There is a concept, perhaps a Western one, that for women to be in power, they must explicitly be in power, wearing pants, talking like a man, whatever. Ushijima’s photos snub their nose at that. While other popular pin-ups might enter a Japanese talent agency and sign with a manager to help plan their career, Ushijima has no interest in that whatsoever. “What do I need a talent agency for,” she asks. “They’d just make me do stuff I don’t want to do. They might not let me meet my fans, for example.” In the mainstream Japanese entertainment business, talent agencies rule, micro-managing and controlling the lives of their talent. Ushijima has no interest in that whatsoever, making her a bit of an anomaly. She regularly communicates with fans, and even did a series of photo-shoots in their rooms.

“I don’t do anything I don’t want to do.”

Wearing skimpy outfits and flashing her underpants, these photos are actually more revealing about the person whose room is featured than Ushijima, offering a peak at the otaku fans who inhabit the space. In some of the photos, the fans play video games, while Ushijima is sprawled out reading a comic. Ushijima poses next to PlayStations as if she’s a living, breathing version of the plastic figurines that occupy the shelves and desks of Japanese otaku.

“I want to be a figurine,” she says. She further explains that it isn’t that she simply wants to be a figurine, but she wants to be posed as one for photos. There is a sub-culture of otaku who purchase pricey figurines and then photograph them. Ushijima considers herself to be “raw material” for the photos. It’s as though she is no more important than the background or the costume she wears. While this might come off as degrading, Ushijima’s photos are not just about her or the costumes or her own sexuality, but the interplay between them as filtered through otaku culture.

Once one looks beyond the skin, it’s easy to read more into Ushijima’s work. She does cosplay performances in art galleries and her photos do have more substance than one typically finds in work of this ilk. “These are not art,” she’s quick to say, adding that one must really define what art is. “These are just images, and there is nothing I want to say.” But when probed further, she does have explicit reasons why she selects certain costumes or certain themes. Nobody has a $US3000 Evangelion-style rubber suit made on a whim.

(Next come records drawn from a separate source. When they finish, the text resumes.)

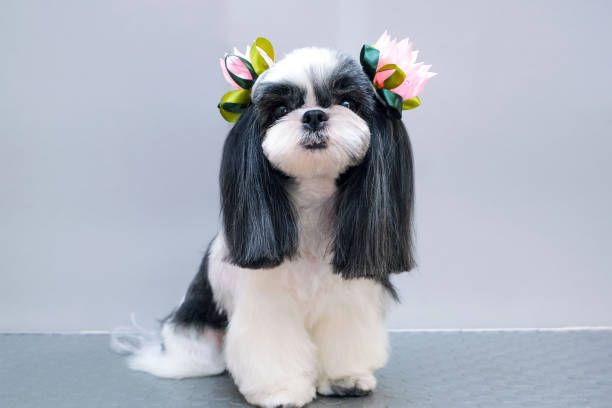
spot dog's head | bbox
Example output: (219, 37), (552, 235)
(220, 47), (417, 283)
(252, 48), (374, 179)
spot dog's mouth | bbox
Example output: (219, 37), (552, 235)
(301, 133), (328, 150)
(302, 140), (328, 150)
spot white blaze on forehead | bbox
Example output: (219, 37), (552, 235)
(252, 47), (340, 98)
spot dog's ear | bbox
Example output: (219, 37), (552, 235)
(219, 106), (298, 268)
(333, 100), (416, 284)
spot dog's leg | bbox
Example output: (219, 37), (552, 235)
(313, 278), (389, 397)
(225, 268), (317, 408)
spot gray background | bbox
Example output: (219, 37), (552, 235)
(1, 0), (611, 332)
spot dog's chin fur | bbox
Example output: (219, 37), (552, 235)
(114, 47), (416, 408)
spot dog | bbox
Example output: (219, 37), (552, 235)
(114, 34), (434, 407)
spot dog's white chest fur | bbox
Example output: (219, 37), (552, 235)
(209, 176), (351, 316)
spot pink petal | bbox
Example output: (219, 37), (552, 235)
(220, 58), (240, 89)
(410, 49), (419, 64)
(220, 43), (261, 89)
(412, 77), (428, 98)
(390, 81), (409, 99)
(371, 31), (436, 101)
(225, 55), (253, 81)
(374, 30), (391, 52)
(396, 38), (411, 59)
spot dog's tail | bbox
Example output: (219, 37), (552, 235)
(110, 313), (226, 379)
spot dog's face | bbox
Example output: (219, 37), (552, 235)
(251, 48), (376, 178)
(221, 47), (415, 274)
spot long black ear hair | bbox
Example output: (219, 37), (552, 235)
(332, 99), (416, 289)
(219, 106), (298, 268)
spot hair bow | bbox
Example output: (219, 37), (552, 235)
(360, 31), (436, 118)
(218, 37), (274, 122)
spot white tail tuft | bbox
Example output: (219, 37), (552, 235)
(110, 314), (226, 379)
(110, 313), (160, 355)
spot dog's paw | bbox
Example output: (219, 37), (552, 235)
(317, 373), (376, 397)
(242, 379), (316, 408)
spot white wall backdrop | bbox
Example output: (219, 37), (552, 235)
(1, 0), (611, 332)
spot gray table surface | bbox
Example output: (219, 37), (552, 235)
(1, 330), (611, 407)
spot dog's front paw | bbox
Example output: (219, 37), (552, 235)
(242, 378), (316, 408)
(317, 373), (376, 397)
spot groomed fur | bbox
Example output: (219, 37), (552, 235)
(113, 47), (416, 408)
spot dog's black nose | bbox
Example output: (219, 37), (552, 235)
(302, 109), (328, 131)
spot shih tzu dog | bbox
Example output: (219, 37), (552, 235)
(114, 33), (435, 407)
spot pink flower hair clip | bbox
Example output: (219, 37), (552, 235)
(360, 31), (436, 118)
(218, 37), (274, 122)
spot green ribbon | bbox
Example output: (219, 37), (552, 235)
(360, 44), (380, 81)
(359, 43), (421, 118)
(218, 89), (251, 123)
(378, 88), (403, 119)
(402, 96), (421, 110)
(249, 37), (274, 75)
(378, 64), (406, 90)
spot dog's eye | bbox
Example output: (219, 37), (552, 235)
(273, 105), (289, 119)
(340, 100), (352, 109)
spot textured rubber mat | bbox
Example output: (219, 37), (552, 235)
(1, 331), (611, 407)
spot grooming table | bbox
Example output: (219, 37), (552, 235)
(1, 330), (610, 407)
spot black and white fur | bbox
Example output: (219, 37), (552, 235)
(120, 47), (415, 407)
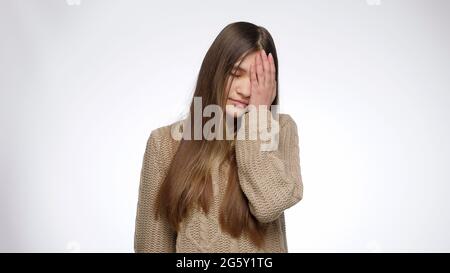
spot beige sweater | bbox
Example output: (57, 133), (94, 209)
(134, 110), (303, 253)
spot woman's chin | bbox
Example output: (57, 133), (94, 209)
(225, 105), (247, 118)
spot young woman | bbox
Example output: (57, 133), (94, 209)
(134, 21), (303, 253)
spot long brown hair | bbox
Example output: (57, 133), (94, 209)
(155, 21), (279, 249)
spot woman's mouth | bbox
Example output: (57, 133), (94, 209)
(229, 98), (248, 108)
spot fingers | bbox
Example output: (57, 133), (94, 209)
(250, 62), (258, 88)
(260, 50), (270, 85)
(268, 52), (276, 103)
(255, 51), (264, 84)
(268, 52), (276, 86)
(253, 50), (276, 94)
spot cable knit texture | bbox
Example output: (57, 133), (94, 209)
(134, 110), (303, 253)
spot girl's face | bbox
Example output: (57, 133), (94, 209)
(224, 51), (259, 118)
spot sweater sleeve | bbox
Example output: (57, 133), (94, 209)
(235, 109), (303, 223)
(134, 130), (177, 253)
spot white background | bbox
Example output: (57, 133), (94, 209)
(1, 0), (449, 252)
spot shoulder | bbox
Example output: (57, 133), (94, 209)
(149, 119), (182, 142)
(278, 113), (298, 130)
(145, 119), (183, 162)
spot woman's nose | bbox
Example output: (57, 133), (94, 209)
(236, 82), (251, 97)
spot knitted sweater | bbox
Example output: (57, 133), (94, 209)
(134, 110), (303, 253)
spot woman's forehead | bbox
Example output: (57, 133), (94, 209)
(234, 51), (259, 71)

Ushijima’s reached the top of otakudom, with a successful cosplay cottage industry and fame with fans, who often recognise her on the street. “Though, I usually wear frumpier clothes,” says Ushijima, decked out in a sailor suit-style tunic, and an impossibly short skirt, tittering on stiletto heels. “So I blend in better.” Other popular cosplay models might make a beeline into mainstream popularity or the less mainstream, albeit popular, adult film business. “I’m not interested in doing either,” she says. “I’m not going to show people that.” Rather, what she’s interested in doing is producing cosplay photos for other up-and-coming cosplayers, taking advantage of the skill-set she’s developed over the past few years. “But at the end of the day, this is my hobby,” she says. “I’m doing what I want to do.”